The Cruciform Road Less Traveled

Several years now I watched a fascinating and equally poignant movie entitled “Calvary” that almost no one even heard of.  It was a subtle “Christian” masterpiece if I must say, that was not even remotely billed as such, but that hammered the nails of its message right into the feet and hands of any who dared to receive it’s unwelcome and yet healing balm it offered us.   In one particular scene Father James Lavelle, played by Brendan Gleeson expresses to his daughter as they brisk about on an Irish seashore, that “I think there’s too much talk about sins and not enough about virtues”.  To which his daughter Fiona replies, “What would be your number one”?  Father Lavelle then readily replies, “I think forgiveness has been highly underrated”.  And later, for our conclusive purposes today, the movie then comically explains why the subject of death is such an awkward and unpopular dinner conversation aboard our various ships of obtuse fools, when it explains in particular wittiness, as the person simply called “the writer” says to Father LaVelle, “You know how you can tell you’re really getting old”? To which Father Lavelle says “No, How”?  To which the writer then retorts, “No one says the word ‘death’ around you anymore”?

And perhaps that explains it after all does it not?  You see the truth is, that the Outlaw preacher came to die because the world on its own terms both wouldn’t and couldn’t, without some cosmic divine intervention. It was indeed an experiment already tried for quite some time and was found wanting, and still very much is.  In fact, Paul reminds us in 1 Corinthians 13, the love chapter, that in describing the virtue at its core, it is; or rather should be, the ability to be willing to be “defrauded” at times, and to even “suffer wrong”, to which is oftentimes the real “one-two punch” to the gut of our eternal unwillingness to budge in our relationships, when quite frankly; someone almost always has to be the one who is willing to, well…die.

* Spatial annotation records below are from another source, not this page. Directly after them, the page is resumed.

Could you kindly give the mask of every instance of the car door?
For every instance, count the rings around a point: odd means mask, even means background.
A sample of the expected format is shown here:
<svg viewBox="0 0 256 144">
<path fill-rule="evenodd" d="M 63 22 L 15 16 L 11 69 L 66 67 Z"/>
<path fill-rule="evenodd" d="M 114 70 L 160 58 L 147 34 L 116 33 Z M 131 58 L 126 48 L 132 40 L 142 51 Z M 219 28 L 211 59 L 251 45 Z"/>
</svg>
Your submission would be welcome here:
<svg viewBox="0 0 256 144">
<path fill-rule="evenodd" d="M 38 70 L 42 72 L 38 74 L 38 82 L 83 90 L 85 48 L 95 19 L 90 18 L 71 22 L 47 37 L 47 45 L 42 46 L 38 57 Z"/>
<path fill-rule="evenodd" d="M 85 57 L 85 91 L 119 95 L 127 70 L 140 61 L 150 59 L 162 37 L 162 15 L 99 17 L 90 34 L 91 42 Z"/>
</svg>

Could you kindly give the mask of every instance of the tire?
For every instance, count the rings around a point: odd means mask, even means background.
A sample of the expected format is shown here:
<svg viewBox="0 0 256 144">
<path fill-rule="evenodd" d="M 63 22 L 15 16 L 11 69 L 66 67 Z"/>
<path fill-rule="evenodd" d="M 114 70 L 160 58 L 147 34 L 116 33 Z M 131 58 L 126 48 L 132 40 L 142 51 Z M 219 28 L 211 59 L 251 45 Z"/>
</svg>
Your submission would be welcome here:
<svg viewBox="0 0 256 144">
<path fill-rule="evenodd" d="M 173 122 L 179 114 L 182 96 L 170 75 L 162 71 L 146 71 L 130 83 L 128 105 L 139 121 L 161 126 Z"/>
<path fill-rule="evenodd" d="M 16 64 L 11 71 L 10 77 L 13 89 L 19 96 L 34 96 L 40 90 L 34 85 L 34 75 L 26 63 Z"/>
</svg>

But the bruised reed from Bethlehem came in by stealth quite cleverly, and fooled the world in a constant mad dash to always incessantly fight to be #1, and to stoically never let anyone else see them sweat, so help them god.  And while we are dead set on living and winning still, He turned the world upside down by cruciform losing, which is why many today call him Lord; yet sadly wear his statement of “deathful” winning around their necks, rather than as a quite regular mantra as to how we all should actually seek to live.  And as a result, the talk of death on the ship of obtuse fools still makes for a most awkward dinner conversation.

Selah

2 Comments

  1. Tiffany Hicks

    Good “food for thought”. Dying to self is such a hard concept for us all…putting someone else’s needs before our own is definitely not natural. Honestly, I think the older we get, the more we start to think about death, and by proxy, just maybe we start to think about “dying to self”. Or maybe it comes through life experiences? Or, for some, maybe it never crosses their minds at all? I know I have a whole new insight into what dying to self is in my new marriage. Probably because my hubby is better at it than I am! 🙂 Thanks for sharing your insights!